(ARGENTINA) Boca inició un semestre cargado de presión, después del fracaso con el que acabó la primera mitad del año. En ese sentido, este miércoles se lo verá por primera vez en acción, a solo una semana del debut oficial. El partido con Athletico Paranaense encontrará al xeneize con un mercado de pases demorado. Y por eso, Tati Civiello se animó a preguntarse cómo tomarán los hinchas un resultado negativo del encuentro.

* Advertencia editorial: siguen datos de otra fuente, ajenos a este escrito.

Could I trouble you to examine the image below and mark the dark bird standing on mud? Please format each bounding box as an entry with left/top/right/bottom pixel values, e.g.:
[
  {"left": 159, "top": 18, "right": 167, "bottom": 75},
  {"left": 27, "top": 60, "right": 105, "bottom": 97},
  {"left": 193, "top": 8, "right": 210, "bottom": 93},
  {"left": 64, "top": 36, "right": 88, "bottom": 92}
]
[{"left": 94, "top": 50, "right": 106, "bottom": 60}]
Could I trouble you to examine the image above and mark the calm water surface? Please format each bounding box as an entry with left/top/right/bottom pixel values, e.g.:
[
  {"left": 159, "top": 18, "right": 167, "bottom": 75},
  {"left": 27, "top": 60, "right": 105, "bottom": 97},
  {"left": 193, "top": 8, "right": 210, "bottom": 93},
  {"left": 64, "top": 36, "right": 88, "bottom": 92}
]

Se sabe que Boca afrontará el duelo con dos bajas confirmadas y un clima de máxima exigencia.Por eso, el periodista dejó un panorama inquietante sobre lo que podría desatarse si el equipo no logra un buen resultado en Salta: “Es un semestre muy bravo para Boca porque cualquier cosa positiva seguramente va a decir ‘bueno, fue algo positivo’, pero cualquier cosa negativa se va a cuadruplicar o quintuplicar”.
Para el encuentro en el Estadio Padre Ernesto Martearena, el Vasco ya descartó a dos futbolistas. Tomás Aranda no viajará con la delegación para priorizar su descanso tras su paso por la Selección Argentina y los dos amistosos no oficiales que jugó ante Defensa y Justicia en Casa Amarilla. Adam Bareiro, en tanto, sigue sin entrenarse a la par del grupo por un doble desgarro en el aductor y el recto anterior del abdomen izquierdo, y tampoco será exigido.
El mercado de pases se mueve con lentitud mientras Juan Román Riquelme intenta rearmar un plantel golpeado. Las posibles salidas y los refuerzos que todavía no se concretan suman incertidumbre a un semestre que tendrá su primera exigencia oficial el jueves 16 de julio a las 21.45, cuando Boca debute en la Copa Argentina frente a Sarmiento de Junín en el Estadio Marcelo Bielsa de Rosario.
El peso de la eliminación copera de Boca
“El Mundial permitió o ayudó a que se esconda un poquito esa circunstancia”, señalaron en el análisis partidario. Y recordaron con crudeza: “No se olviden: Boca nunca se quedó afuera en primera ronda de Copa Libertadores”. En ese contexto, el amistoso del miércoles asoma como un termómetro inevitable.
“Si Boca no tiene un buen amistoso, si Boca no le gana a Paranaense, todas las cosas que se van a hablar el jueves…”, advirtieron, para luego ironizar sobre los reclamos que sobrevendrían: “‘Hay que traer cuatro mil refuerzos’, ‘seguimos todo igual’”. La presión, lejos de disiparse, apenas espera una chispa para volver a encenderse.